The Spontaneous Otoacoustic Emissions (SOAEs) are low-level narrow band signals recorded in the external meatus in the absence of any stimulus. SOAEs were primarily considered upon their discovery as cochlear pathology or a result of irregularities in the arrangement of OHC rows. It is hypothesized now that their generation mechanism is similar to that of TEOAEs; that is they are a reflection of the traveling wave energy at various points of the organ of Corti showing impedance perturbations. According to this hypothesis, these structural perturbations do not have any effect on the audiometric threshold. 

     The prevalence of SOAEs is significantly lower than that of TEOAEs and DPOAEs. However, the use of more sensitive microphones over the past years has revealed a higher SOAE prevalence than previously was thought when they were first discovered. Currently, the use of better instrumentation shows that SOAEs are found in about 60 to 70% of young, normal hearing adults. 

Main characteristics of SOAEs:

  • When present, one ear can exhibit one or several peaks at different frequencies and of different amplitudes. The number of SOAEs varies from one ear to another and from one subject to another.

  • SOAEs are very stable with time and do not fluctuate much in frequency, making them a good indicator of trauma that can occur in one ear, as with other types of OAEs. However, the amplitude of each SOAE can fluctuate by as much as 10 dB depending on the time of recording.

  • When multiple SOAEs are present, the amplitudes of each of the peaks are different from one another. For example in newborns and infants, it is not rare to record SOAE amplitudes ranging from -20 dB SPL to 20 dB SPL in the same ear. 

  • SOAE amplitudes can be reduced and their frequencies shifted following acoustical stimulation of the medial olivocochlear system. It has been shown that the effect of a contralateral auditory stimulation on DPOAEs is stronger in the vicinity of SOAEs.

  • Gender effect: The SOAEs demonstrate a gender-prevalence, in that they are significantly more prevalent in women than men and with higher numbers of SOAEs in females than in males when they are present. 

  • Asymmetry: There is a higher prevalence of SOAEs and a greater SOAE number in the right ear than in the left ear. 

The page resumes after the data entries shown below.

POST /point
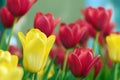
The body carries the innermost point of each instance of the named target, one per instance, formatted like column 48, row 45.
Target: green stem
column 34, row 76
column 95, row 42
column 58, row 74
column 11, row 33
column 3, row 38
column 64, row 65
column 116, row 71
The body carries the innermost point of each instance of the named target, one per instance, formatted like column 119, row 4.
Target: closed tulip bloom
column 98, row 17
column 15, row 51
column 59, row 55
column 19, row 7
column 36, row 48
column 8, row 67
column 113, row 43
column 70, row 35
column 81, row 61
column 45, row 22
column 6, row 17
column 97, row 68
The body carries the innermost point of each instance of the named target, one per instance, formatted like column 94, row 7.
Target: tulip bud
column 71, row 35
column 98, row 17
column 59, row 55
column 81, row 61
column 15, row 51
column 6, row 17
column 19, row 7
column 97, row 68
column 45, row 23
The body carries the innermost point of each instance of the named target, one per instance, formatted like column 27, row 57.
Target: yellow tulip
column 42, row 72
column 50, row 74
column 36, row 48
column 113, row 42
column 8, row 67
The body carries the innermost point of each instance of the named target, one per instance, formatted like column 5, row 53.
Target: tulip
column 59, row 55
column 6, row 17
column 19, row 7
column 45, row 23
column 42, row 72
column 97, row 68
column 36, row 48
column 84, row 23
column 98, row 17
column 71, row 35
column 81, row 61
column 113, row 44
column 15, row 51
column 8, row 67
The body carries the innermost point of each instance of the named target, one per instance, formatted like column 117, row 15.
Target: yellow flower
column 36, row 48
column 50, row 74
column 8, row 67
column 42, row 72
column 113, row 42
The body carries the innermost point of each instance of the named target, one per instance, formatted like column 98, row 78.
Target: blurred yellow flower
column 8, row 67
column 113, row 42
column 50, row 74
column 36, row 48
column 42, row 72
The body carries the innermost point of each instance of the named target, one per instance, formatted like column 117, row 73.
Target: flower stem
column 11, row 33
column 116, row 71
column 34, row 76
column 58, row 74
column 65, row 64
column 3, row 38
column 95, row 42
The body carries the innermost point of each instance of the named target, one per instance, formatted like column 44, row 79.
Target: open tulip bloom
column 45, row 54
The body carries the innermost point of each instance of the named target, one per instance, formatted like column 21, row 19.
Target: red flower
column 15, row 51
column 98, row 17
column 97, row 67
column 19, row 7
column 45, row 23
column 71, row 35
column 59, row 55
column 84, row 23
column 6, row 17
column 81, row 61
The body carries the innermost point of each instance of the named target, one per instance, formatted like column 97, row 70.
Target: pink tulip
column 7, row 18
column 19, row 7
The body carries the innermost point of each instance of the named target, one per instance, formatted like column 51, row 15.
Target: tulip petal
column 36, row 33
column 22, row 38
column 75, row 65
column 14, row 60
column 49, row 44
column 95, row 60
column 33, row 57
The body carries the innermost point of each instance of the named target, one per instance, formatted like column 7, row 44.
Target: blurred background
column 68, row 10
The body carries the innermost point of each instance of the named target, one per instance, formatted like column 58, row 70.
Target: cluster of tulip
column 70, row 58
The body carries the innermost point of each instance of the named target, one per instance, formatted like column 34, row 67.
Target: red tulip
column 19, row 7
column 97, row 68
column 15, row 51
column 59, row 55
column 6, row 17
column 71, row 35
column 45, row 23
column 84, row 23
column 98, row 17
column 81, row 61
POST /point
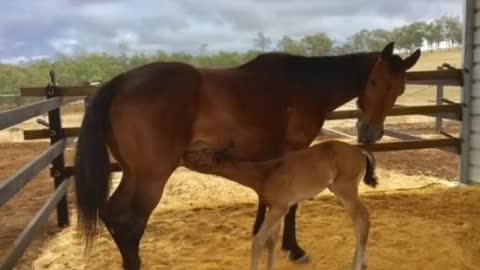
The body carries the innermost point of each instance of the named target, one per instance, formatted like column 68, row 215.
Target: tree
column 289, row 45
column 262, row 42
column 317, row 44
column 433, row 34
column 377, row 39
column 409, row 37
column 358, row 42
column 453, row 30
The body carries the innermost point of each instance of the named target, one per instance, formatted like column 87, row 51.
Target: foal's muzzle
column 367, row 133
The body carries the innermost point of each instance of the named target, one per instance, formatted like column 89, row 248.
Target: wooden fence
column 59, row 138
column 53, row 155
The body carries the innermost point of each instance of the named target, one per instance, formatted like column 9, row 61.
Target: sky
column 32, row 29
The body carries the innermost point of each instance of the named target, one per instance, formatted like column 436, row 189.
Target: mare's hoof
column 299, row 258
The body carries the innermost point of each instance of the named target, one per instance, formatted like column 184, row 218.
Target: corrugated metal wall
column 470, row 171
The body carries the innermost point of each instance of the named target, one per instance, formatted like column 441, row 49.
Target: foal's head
column 385, row 83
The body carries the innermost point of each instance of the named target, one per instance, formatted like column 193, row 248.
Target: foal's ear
column 387, row 51
column 410, row 61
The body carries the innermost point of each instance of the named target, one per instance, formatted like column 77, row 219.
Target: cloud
column 37, row 28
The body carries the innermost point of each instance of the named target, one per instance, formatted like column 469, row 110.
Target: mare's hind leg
column 346, row 191
column 128, row 210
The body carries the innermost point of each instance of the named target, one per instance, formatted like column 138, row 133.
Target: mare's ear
column 410, row 61
column 387, row 52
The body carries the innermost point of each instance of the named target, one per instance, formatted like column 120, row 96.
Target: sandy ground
column 419, row 221
column 204, row 223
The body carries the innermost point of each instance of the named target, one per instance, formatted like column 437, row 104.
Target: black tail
column 370, row 177
column 92, row 173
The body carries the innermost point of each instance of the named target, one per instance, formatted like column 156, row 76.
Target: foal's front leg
column 289, row 243
column 272, row 221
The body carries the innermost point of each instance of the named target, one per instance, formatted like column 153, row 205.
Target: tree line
column 79, row 69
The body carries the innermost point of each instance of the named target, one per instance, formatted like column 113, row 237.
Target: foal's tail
column 370, row 176
column 92, row 174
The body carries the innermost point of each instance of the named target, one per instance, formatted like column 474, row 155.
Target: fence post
column 58, row 164
column 439, row 101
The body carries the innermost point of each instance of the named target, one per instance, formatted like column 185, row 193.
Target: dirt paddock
column 419, row 221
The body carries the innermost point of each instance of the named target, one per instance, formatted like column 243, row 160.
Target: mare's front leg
column 289, row 243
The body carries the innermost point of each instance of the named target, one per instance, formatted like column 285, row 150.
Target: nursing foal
column 297, row 176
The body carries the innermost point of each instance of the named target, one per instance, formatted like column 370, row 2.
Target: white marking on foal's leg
column 271, row 243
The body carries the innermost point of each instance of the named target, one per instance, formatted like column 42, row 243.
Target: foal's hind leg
column 346, row 191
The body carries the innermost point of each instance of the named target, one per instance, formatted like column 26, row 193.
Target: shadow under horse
column 149, row 116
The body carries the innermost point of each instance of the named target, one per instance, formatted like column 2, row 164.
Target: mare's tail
column 92, row 174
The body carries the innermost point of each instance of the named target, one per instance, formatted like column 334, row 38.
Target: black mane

  • Age effect: The prevalence of SOAEs has been shown to be at a higher level in infants, full-term and pre-term neonates than in adults. SOAEs can be recorded as early as 30 weeks of conceptional age in pre-term neonates. The highest incidence of SOAEs (85%) has been found in neonatal pre-term and full-term populations. Also, SOAE number is greater in infants than in adults. 
          The majority of SOAE peaks are observed between 1 and 2.5 kHz in adults. In infants, SOAEs are mainly observed between 2 and 5 kHz. SOAE changes with time in newborns could possibly reflect on-going cochlear maturation. However, evolution of the physical characteristics of the outer ear is supposed to explain the main differences between infants and adults. The outer ear amplifies sounds more in younger subjects and for higher frequencies than in adults. 

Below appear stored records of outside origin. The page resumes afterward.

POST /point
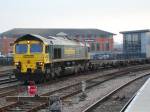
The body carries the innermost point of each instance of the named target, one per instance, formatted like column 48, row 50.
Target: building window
column 106, row 46
column 135, row 37
column 128, row 37
column 97, row 46
column 92, row 46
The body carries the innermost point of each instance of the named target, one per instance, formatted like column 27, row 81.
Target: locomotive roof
column 51, row 40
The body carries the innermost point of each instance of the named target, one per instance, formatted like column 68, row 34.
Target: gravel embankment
column 75, row 105
column 118, row 100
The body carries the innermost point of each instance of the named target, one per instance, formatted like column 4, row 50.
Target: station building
column 99, row 41
column 136, row 43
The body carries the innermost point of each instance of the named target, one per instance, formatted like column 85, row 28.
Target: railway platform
column 141, row 101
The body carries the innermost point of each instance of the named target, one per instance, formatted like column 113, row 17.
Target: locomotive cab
column 30, row 56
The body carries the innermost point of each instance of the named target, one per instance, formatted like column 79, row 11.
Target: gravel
column 117, row 101
column 75, row 105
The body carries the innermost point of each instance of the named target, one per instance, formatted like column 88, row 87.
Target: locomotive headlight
column 39, row 63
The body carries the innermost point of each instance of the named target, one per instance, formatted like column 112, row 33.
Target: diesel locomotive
column 38, row 58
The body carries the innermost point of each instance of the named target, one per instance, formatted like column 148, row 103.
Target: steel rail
column 95, row 104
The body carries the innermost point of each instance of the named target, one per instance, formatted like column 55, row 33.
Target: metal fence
column 121, row 56
column 6, row 61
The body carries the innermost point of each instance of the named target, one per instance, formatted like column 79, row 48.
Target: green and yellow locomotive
column 38, row 58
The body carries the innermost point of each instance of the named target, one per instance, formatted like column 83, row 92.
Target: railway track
column 110, row 99
column 63, row 92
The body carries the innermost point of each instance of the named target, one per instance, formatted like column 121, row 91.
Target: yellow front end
column 32, row 59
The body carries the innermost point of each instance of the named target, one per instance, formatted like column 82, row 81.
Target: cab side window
column 46, row 49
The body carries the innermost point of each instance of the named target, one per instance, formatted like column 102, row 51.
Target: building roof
column 46, row 32
column 51, row 40
column 135, row 31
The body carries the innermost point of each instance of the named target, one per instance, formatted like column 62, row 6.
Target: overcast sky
column 109, row 15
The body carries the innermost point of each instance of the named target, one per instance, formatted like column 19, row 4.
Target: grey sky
column 109, row 15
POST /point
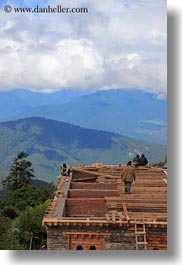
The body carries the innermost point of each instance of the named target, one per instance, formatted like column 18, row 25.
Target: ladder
column 140, row 236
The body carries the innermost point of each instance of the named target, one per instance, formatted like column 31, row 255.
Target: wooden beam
column 126, row 211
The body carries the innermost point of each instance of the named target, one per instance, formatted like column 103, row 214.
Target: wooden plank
column 126, row 211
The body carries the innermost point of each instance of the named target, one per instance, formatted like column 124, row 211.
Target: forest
column 22, row 207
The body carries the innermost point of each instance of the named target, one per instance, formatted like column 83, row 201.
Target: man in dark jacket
column 128, row 176
column 143, row 160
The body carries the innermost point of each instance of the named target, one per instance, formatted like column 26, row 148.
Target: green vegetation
column 22, row 208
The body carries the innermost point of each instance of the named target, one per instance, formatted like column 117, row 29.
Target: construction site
column 90, row 210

  • Relation between SOAEs and auditory sensitivity: SOAE presence is suggested to be linked to higher auditory sensitivity. SOAEs cannot been observed in cases of hearing impairment of 25 dB or more in adults. Their existence is also an indicator of strong and robust TEOAEs. Moreover, SOAEs are more present in females than in males and in right ears than left ears in agreement with better hearing in females and in right ears. HOWEVER, their absence does not signify that the subject has a hearing loss and there is no known correlation between SOAE number and audiological assessment. 


Test procedures:

  • SOAE can be recorded using the same equipment as other types of OAEs. The same sensitive microphone is required. 

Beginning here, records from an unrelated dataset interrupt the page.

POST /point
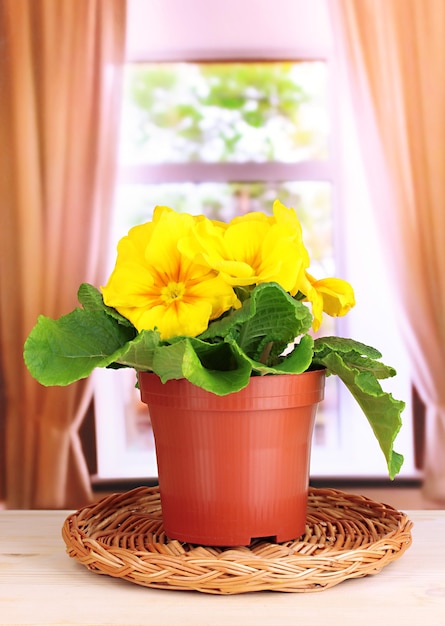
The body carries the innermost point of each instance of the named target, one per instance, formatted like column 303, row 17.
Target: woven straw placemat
column 346, row 536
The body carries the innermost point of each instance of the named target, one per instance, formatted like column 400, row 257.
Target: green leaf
column 91, row 299
column 296, row 362
column 214, row 367
column 59, row 352
column 270, row 315
column 355, row 364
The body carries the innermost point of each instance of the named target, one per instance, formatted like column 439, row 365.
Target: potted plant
column 214, row 317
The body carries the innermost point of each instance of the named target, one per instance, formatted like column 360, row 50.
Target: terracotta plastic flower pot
column 233, row 468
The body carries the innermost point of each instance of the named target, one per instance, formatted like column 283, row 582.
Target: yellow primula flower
column 333, row 296
column 252, row 249
column 156, row 287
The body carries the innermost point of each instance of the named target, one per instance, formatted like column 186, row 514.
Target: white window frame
column 342, row 457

  • SOAEs can be recorded in the external auditory meatus in the absence of any stimulus. 

  • It is also possible to detect SOAEs by synchronizing them to low-level click stimulation. In this case, the recording window lasts longer than for TEOAE recordings (usually 80 ms instead of 20 ms) and SOAEs are observed in the 60-80 ms window while TEOAEs elicited by a click do not persist after 20 ms. This recording method is a default setting on the ILO system by Otodynamics. Several authors have pointed out that this technique allows recording of SOAEs AND Synchronized-SOAEs. Comparisons of both SOAE recording methods (without and with a stimulus) have shown that they both give quite similar results. One of the advantages of using a low-level stimulus is to ensure that a good fit is obtained in the outer ear canal by checking the stimulus waveform.

  • SOAEs can be recorded at any time, even during sleep (which can be very useful in babies).

  • Most OAE equipment allow SOAE recordings.


      Because SOAEs are not present in 100% of normal-hearing adults, their clinical use remains uncertain at the present time while their presence is a sign of a normal functioning cochlea, their absence does not signify hearing impairment. 
      Research is still in progress to explain some of the relationships between the presence of SOAEs and higher auditory sensitivity. In any case, when present, SOAEs can be considered useful in monitoring and following any small changes in the mechanics of the cochlea.